Objective Traumatic brain damage after traumatic brain injury (TBI) involves neuro-inflammatory mechanisms, mainly dependent on the intracerebral production of cytokines. IL-1β is associated with neuronal damage, whereas IL-6 exerts a neuroprotective role due to its ability to modulate neurotrophin biosynthesis. However, the relationship between these cytokines and neurotrophins with the severity and outcome of TBI still remains controversial. To determine whether the concentration of IL-1β and IL-6 and neurotrophins (nerve growth factor (NGF), brain-derived neurotrophic factor (BDNF), glial-derived neurotrophic factor (GDNF)) in the cerebrospinal fluid (CSF) of children with TBI correlates with the severity of the injury and its neurological outcome.
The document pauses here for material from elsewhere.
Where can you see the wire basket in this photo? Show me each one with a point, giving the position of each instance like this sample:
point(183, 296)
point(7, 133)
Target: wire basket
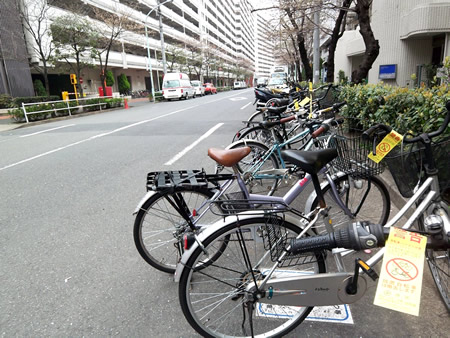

Methods Prospective observational clinical study in a university hospital. CSF samples were collected from 27 children at 2 h (time T1) and 48 h (time T2) after severe TBI, and from 21 matched controls. The severity of TBI was evaluated by Glasgow coma scale and neurological outcome by the Glasgow outcome scale.

Results Early NGF and IL-1β concentrations (T1) correlated significantly with the severity of head injury, whereas no correlation was found for IL-6, BDNF and GDNF. Furthermore, higher NGF and IL-6 and lower IL-1β expression at T2 were associated with better neurological outcomes. No significant association was found between BDNF or GDNF expression and neurological outcome.

Conclusions NGF concentration in CSF is a useful marker of brain damage following severe TBI and its regulation, in the first 48 h after head injury together with lower IL-1β expression, correlates with a favourable neurological outcome. Clinical and prognostic information may also be obtained from IL-6 expression.